BTV leader, Wil Maheia, was ecstatic at the massive turnout and referred to it as a “powerful statement” on the part of the Belizean people who have rejected the idea of resolving the unending Belize/Guatemala territorial dispute via the International Court of Justice (ICJ).
He said, “I’m happy to see the hundreds of Belizeans here who came to show solidarity and show the government that, ‘yes indeed, we do have a border.’ There’s nothing artificial about Garbutt’s Falls. I don’t know why the [Foreign Minister] insists that there is no clear indication of our border, but I would like to appeal to them to listen to the people who are saying no to the ICJ. If we go to the ICJ, we can lose land and sea, so it would be ridiculous for us to put our country at stake. The statement being made today is a very powerful statement, and I hope the government of the day takes charge and do what is right for Belize – say no to the ICJ and let’s maintain our borders.”
Maheia, who also serves as the leader of the People’s National Party (PNP), was joined by fellow “third party” political aspirants such as Robert “Bobby” Lopez and Paco Smith of the Vision Inspired by the People (VIP).
When we asked him about their participation, Maheia explained that “This is not a political or PUP thing, and not a VIP or PNP thing. This is a time when we unite across party lines and show that Belizeans and our country are first…This is the biggest gathering, the movement is growing and Belizeans are becoming more and more conscious.”

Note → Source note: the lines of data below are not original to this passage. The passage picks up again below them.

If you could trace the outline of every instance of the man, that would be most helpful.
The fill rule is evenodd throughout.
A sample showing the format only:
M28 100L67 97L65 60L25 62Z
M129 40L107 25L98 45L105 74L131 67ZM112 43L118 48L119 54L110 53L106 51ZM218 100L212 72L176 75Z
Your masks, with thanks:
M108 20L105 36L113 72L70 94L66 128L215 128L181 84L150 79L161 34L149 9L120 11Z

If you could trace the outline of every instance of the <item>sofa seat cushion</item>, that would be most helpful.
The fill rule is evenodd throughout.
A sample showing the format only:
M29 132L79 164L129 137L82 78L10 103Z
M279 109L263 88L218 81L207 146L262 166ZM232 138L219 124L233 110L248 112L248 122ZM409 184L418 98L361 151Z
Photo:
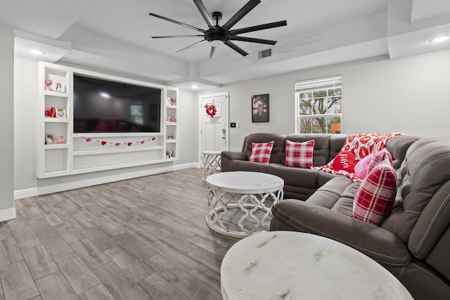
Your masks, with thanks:
M266 172L284 180L288 185L317 188L317 171L313 169L294 168L280 164L269 164ZM299 181L301 182L299 183Z
M353 199L360 183L344 176L333 178L311 195L307 202L352 217Z
M285 200L272 206L271 230L313 233L346 244L373 259L390 266L406 266L411 255L392 233L309 201Z
M227 171L246 171L251 172L266 172L269 164L263 162L252 162L247 160L233 159L227 165Z

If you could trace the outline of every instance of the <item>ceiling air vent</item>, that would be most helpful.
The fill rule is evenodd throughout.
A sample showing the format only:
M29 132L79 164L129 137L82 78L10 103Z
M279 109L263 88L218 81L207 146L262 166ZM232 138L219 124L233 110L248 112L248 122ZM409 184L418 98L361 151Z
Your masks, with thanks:
M258 52L258 58L264 58L269 56L272 56L272 49L271 48Z

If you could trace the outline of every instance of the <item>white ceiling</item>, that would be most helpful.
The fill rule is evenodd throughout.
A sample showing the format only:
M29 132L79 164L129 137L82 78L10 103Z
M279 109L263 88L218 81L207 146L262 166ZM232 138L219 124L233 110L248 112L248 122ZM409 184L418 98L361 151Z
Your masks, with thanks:
M248 0L203 0L220 11L223 25ZM152 39L200 32L148 15L151 12L207 29L188 0L0 0L0 24L16 33L16 54L45 53L37 58L110 70L199 89L320 65L389 55L391 58L450 48L431 44L450 34L448 0L262 0L233 29L286 20L288 25L242 34L274 39L273 46L236 41L243 57L226 45L210 59L203 43L175 53L202 37ZM270 58L257 52L272 48Z

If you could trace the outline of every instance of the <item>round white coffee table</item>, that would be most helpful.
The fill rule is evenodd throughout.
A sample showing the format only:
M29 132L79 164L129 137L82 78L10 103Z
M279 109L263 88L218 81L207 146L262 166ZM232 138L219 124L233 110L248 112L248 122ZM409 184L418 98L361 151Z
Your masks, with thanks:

Well-known cane farmer and activist, Alfredo “Fred” Ortega, who brought out several members of his family, told us that they decided to visit the site because “It’s important that all Belizeans get to know where our border markers are.”
“So many of us have lived in Belize for so many years and many of us don’t get the opportunity to visit our border boundaries. I think that it is important that our schools put it in their curriculum [too], so that our children can start to learn about our border markers and the history behind it, how they [the borders] were developed, and who were the persons behind it”, he remarked.

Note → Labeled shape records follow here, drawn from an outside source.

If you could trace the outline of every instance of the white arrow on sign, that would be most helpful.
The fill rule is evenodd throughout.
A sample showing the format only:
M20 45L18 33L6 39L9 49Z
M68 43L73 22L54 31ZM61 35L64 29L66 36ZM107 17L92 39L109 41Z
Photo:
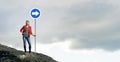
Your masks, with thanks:
M35 16L37 16L37 15L39 15L39 12L37 12L37 11L35 11L35 12L32 12L32 15L35 15Z

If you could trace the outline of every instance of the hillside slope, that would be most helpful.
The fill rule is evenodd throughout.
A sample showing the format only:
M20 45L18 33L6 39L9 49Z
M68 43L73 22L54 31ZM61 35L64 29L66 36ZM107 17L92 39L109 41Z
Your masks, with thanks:
M0 44L0 62L57 62L41 53L24 53L23 51Z

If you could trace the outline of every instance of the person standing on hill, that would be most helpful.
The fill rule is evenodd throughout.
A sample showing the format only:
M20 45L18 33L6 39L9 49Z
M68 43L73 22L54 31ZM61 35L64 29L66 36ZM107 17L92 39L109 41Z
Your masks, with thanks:
M26 20L26 24L20 29L20 32L23 36L23 45L24 45L24 52L26 53L26 41L29 45L29 53L31 53L31 42L30 42L30 36L36 36L32 34L32 27L30 26L29 20Z

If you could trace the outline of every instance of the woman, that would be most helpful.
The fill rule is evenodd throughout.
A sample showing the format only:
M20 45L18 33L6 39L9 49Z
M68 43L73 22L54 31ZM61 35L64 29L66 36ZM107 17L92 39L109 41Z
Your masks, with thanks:
M23 45L24 45L24 51L26 53L26 41L29 45L29 53L31 53L31 42L30 42L30 35L34 36L32 34L32 27L29 24L29 20L26 20L26 24L20 29L20 32L23 35Z

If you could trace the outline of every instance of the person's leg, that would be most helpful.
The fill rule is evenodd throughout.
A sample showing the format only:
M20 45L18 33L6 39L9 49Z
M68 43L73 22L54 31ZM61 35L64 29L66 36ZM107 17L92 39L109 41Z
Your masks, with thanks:
M24 46L24 52L26 52L26 39L24 36L23 36L23 46Z
M29 45L29 53L31 53L31 42L30 42L30 37L26 37Z

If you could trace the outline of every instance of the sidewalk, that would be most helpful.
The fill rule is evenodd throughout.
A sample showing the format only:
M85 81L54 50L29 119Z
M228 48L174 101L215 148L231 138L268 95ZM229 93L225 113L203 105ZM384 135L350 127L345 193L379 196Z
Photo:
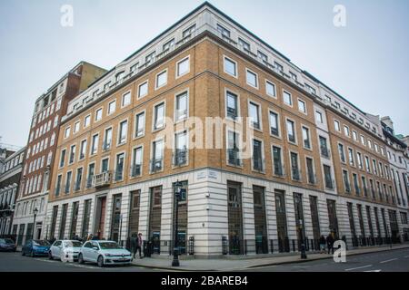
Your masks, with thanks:
M366 248L358 248L354 250L348 250L346 252L346 259L348 256L368 254L383 251L396 250L402 248L409 248L408 244L394 245L392 249L388 246L373 246ZM291 254L288 256L275 256L269 257L257 257L254 255L254 258L250 255L244 256L242 259L184 259L180 260L180 266L173 267L172 259L173 256L161 256L161 257L145 257L143 259L135 258L133 262L135 266L140 266L149 268L164 269L164 270L177 270L177 271L234 271L234 270L245 270L257 266L274 266L290 263L303 263L314 260L320 260L325 258L332 258L332 255L327 254L309 254L308 258L304 260L300 258L300 254ZM250 258L249 258L250 257Z

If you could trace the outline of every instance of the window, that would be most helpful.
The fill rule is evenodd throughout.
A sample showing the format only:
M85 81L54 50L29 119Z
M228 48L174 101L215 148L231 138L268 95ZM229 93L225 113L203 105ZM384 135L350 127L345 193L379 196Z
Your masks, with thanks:
M274 136L280 136L278 128L278 114L270 111L270 133Z
M344 178L344 188L345 189L345 192L349 193L351 192L351 186L349 184L348 171L343 170L343 178Z
M165 44L164 46L162 47L162 49L164 52L166 52L166 51L170 50L171 48L173 48L174 46L175 46L175 38L171 39L166 44Z
M138 99L145 97L148 93L148 82L145 82L138 86Z
M356 133L355 130L353 130L353 139L355 142L358 141L358 134Z
M81 151L80 151L80 160L83 160L85 158L85 152L86 152L86 140L83 140L81 141Z
M303 131L303 145L304 145L304 148L311 149L310 130L308 128L303 126L302 131Z
M116 100L111 102L108 104L108 115L114 113L116 109Z
M75 124L74 125L73 133L76 133L79 130L79 121L75 122Z
M121 106L124 108L131 103L131 92L125 92L122 96L122 104Z
M287 120L287 137L290 142L295 143L295 130L294 121Z
M253 169L263 171L263 143L261 140L253 140Z
M341 162L345 163L345 153L344 151L343 144L338 144L338 152L339 152L339 158L341 160Z
M248 104L248 115L250 117L250 121L252 124L252 127L254 129L261 129L261 123L260 123L260 107L258 104L249 102Z
M102 119L102 108L96 110L95 111L95 121L98 121Z
M307 178L308 178L308 183L310 184L315 184L315 173L314 170L314 161L312 158L307 157L305 159L306 162L306 169L307 169Z
M187 92L176 96L175 121L187 118Z
M319 111L315 111L315 119L317 122L324 123L323 113Z
M72 145L71 149L70 149L69 164L74 163L74 161L75 160L75 150L76 150L76 146L75 145Z
M116 155L116 167L115 167L115 181L122 180L124 179L124 160L125 153Z
M351 148L348 148L348 159L349 164L351 166L355 166L355 161L354 160L354 150Z
M306 114L305 102L304 102L303 100L300 100L300 99L298 99L298 111Z
M111 149L112 146L112 128L105 129L105 132L104 134L104 144L103 150L107 150Z
M222 25L217 24L217 31L222 34L222 36L225 36L225 37L230 38L230 31L225 29Z
M142 174L142 146L135 148L131 167L131 177L135 178Z
M165 127L165 102L155 106L154 109L154 130Z
M227 162L230 165L242 165L239 141L240 135L233 130L229 130L227 133Z
M65 163L65 150L63 150L61 151L61 155L60 155L60 168L64 167L64 164Z
M135 117L135 137L145 135L145 111L140 112Z
M192 34L193 33L195 33L196 29L196 24L193 24L192 26L190 26L189 28L187 28L186 30L185 30L182 34L182 37L187 37L190 36L190 34Z
M157 172L163 169L164 141L162 140L154 141L152 150L151 172Z
M180 77L189 72L190 71L190 58L186 57L185 59L180 61L176 64L176 75Z
M334 120L334 128L335 129L335 130L337 131L341 131L341 126L339 124L339 121L336 120Z
M284 176L284 167L281 148L277 146L273 146L273 167L274 174L276 176Z
M96 154L96 151L98 150L98 141L99 141L99 135L98 134L94 135L91 143L91 155Z
M235 120L238 117L237 96L230 92L226 92L226 110L227 118Z
M118 145L126 142L127 131L128 131L128 121L125 120L119 123Z
M265 81L265 92L271 97L276 97L275 84L271 82Z
M301 172L299 170L298 167L298 154L294 152L290 153L290 160L291 160L291 173L292 173L292 179L294 180L301 180Z
M331 167L329 167L328 165L324 165L324 176L325 188L333 189L334 182L331 175Z
M87 115L85 116L85 118L84 118L84 128L88 127L90 123L91 123L91 115Z
M75 184L74 186L74 190L78 191L81 188L81 182L83 180L83 168L76 169Z
M156 75L156 89L165 85L166 83L167 83L167 70Z
M291 97L290 92L284 91L283 92L283 100L284 100L284 104L287 104L289 106L293 105L293 98Z
M71 127L65 128L65 130L64 131L64 138L65 139L70 137L70 131L71 131Z
M349 128L348 126L344 126L344 134L349 137Z
M240 37L239 37L239 45L242 46L245 51L250 51L250 44L247 42L241 39Z
M258 88L257 73L246 69L245 80L247 82L247 84L251 85L252 87Z
M175 134L174 165L182 166L187 163L187 131Z
M237 76L237 63L224 56L224 72Z

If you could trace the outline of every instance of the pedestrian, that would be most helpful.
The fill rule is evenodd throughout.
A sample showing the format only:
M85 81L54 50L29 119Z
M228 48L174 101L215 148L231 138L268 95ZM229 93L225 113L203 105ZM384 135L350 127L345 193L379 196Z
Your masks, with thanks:
M138 234L137 241L136 241L136 251L139 251L139 258L142 259L142 246L144 246L144 240L142 239L142 233Z
M326 241L325 237L324 237L324 235L321 235L319 243L320 243L320 254L325 253Z
M135 233L134 233L131 236L131 253L132 253L134 258L135 258L135 255L136 254L137 243L138 243L137 235Z
M328 246L328 254L330 252L334 254L334 237L332 233L329 233L328 237L326 237L326 246Z

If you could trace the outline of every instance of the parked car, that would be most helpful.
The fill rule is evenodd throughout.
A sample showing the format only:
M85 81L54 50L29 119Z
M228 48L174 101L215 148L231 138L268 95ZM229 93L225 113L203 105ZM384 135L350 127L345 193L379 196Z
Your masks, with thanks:
M85 262L96 263L98 266L129 265L132 255L115 241L91 240L83 245L78 255L78 263Z
M62 262L78 259L78 254L83 243L76 240L56 240L51 245L48 257L50 260L58 258Z
M0 251L15 252L15 243L11 238L0 238Z
M45 240L29 239L25 242L25 245L23 246L21 255L30 255L31 256L48 256L50 246L50 243Z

After the 2-hour ceremony concluded, the group stopped in at the Xunantunich Archaeological Site while on their return trip.
During a previous NTV visit, to the Gracias a Dios border marker at the end of February, 37 volunteers, who had gone to place a bronze plaque with the name “Belize” on that monument, were hauled off to Livingston, Guatemala after elements of the Guatemalan Navy intercepted them 8 hours after the excursion had mistakenly entered Guatemalan waters for a few minutes.
Less than a month later, the plaque was mysteriously removed – presumably for its monetary value – without even the slightest response from Belizean or Guatemalan authorities.